Applies functions which perform inferences. Pipeline of inference functions may be modified as desired. All functions are applied by default.

Parameters:
  • patients_df (pd.DataFrame) – dataframe of clinical data

  • inference_pipeline (Collection) – inference functions to apply

Returns:

dataframe of clinical data

Return type:

pd.DataFrame

nccidxclean.clean.numeric module#

Parses and cleans numeric columns.

nccidxclean.clean.numeric.clean_numeric(patients_df)[source]#

Cleans the numerical columns. May only be performed after the NHSx _coerce_numeric_columns function.

Parameters:

patients_df (pd.DataFrame) – dataframe of clinical data

Returns:

dataframe of clinical data

Return type:

pd.DataFrame

nccidxclean.clean.numeric.clip_numeric(patients_df)[source]#

Removed values outside of expected limits. Is called after other numeric functions.

New:
  • Additional clipping of numerical fields

  • Removal of non-integer numbers from integer fields

Parameters:

patients_df (pd.DataFrame) – dataframe of clinical data

Returns:

dataframe of clinical data

Return type:

pd.DataFrame

nccidxclean.clean.numeric.rescale_fio2(patients_df, ltrs_to_percent=True)[source]#
Remaps FiO2 entries to the % scale. Changes:
  1. 0.5 is more likely 0.5L (23%) than 50%;

  2. Minimum oxygen is 21% (room air), not 0% -> 0 should be 21% and minimum value should be 21%;

  3. Handle the ‘Any supplemental oxygen: FiO2’ data.

Parameters:
  • patients_df (pd.DataFrame) – dataframe of clinical data

  • ltrs_to_percent (bool, default True) – convert values suspected to be in L to % scale

Returns:

dataframe of clinical data

Return type:

pd.DataFrame

nccidxclean.clean.parse_dates module#

Parses and cleans date columns.

nccidxclean.clean.parse_dates.parse_date_columns(patients_df)[source]#
Additions to original cleaning pipeline:
  1. Convertion of dates stored as numbers (in the excel date format).
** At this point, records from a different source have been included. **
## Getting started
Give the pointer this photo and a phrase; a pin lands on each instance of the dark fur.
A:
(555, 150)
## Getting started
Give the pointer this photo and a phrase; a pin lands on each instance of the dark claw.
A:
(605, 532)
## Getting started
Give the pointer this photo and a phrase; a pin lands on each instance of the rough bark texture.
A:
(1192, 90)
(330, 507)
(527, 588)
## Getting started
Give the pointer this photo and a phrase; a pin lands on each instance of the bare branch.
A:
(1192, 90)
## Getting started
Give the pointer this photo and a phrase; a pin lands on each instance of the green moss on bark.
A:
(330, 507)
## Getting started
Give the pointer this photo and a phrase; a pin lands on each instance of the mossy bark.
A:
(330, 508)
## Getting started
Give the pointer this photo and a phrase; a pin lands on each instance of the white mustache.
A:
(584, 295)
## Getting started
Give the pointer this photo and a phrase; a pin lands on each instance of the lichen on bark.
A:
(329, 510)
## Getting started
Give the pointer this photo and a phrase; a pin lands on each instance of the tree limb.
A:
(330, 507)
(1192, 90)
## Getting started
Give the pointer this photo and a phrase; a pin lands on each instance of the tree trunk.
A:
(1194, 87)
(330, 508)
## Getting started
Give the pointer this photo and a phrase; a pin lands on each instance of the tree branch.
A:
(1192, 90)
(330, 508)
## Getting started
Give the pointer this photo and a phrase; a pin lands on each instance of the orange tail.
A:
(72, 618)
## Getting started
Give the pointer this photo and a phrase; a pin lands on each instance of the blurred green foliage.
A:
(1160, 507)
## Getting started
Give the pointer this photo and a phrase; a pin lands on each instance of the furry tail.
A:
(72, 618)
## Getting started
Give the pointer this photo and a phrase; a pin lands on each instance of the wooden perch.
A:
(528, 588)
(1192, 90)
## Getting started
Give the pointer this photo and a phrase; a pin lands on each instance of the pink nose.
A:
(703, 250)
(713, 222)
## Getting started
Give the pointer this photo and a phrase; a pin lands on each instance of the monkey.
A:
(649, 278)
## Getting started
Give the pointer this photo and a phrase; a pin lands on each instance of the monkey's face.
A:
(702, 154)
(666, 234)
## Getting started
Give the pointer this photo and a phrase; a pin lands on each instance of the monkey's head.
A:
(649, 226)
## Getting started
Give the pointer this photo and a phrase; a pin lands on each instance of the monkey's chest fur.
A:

  2. Adjustment of Leicester swab dates that were in UK rather than US format.

Parameters:

patients_df (pd.DataFrame) – dataframe of clinical data

Returns:

dataframe of clinical data

Return type:

pd.DataFrame

nccidxclean.clean.remap_hospitals module#

Remaps hospital names from abbreviations.

nccidxclean.clean.remap_hospitals.check_new_centres(patients_df)[source]#

Provides warning if a new center is included which was not used in the development data. Data from these centers should be checked

Parameters:

patients_df (pd.DataFrame) – dataframe of clinical data

Returns:

dataframe of clinical data

Return type:

pd.DataFrame

nccidxclean.clean.remap_hospitals.remap_hospitals(patients_df)[source]#

Remap hospital names from abbreviations.

Parameters:

patients_df (pd.DataFrame) – dataframe of clinical data

Returns:

dataframe of clinical data

Return type:

pd.DataFrame

nccidxclean.clean.sense_check module#

Performs logical sense checks on the data after cleaning to warn of potential errors and remove data where necessary.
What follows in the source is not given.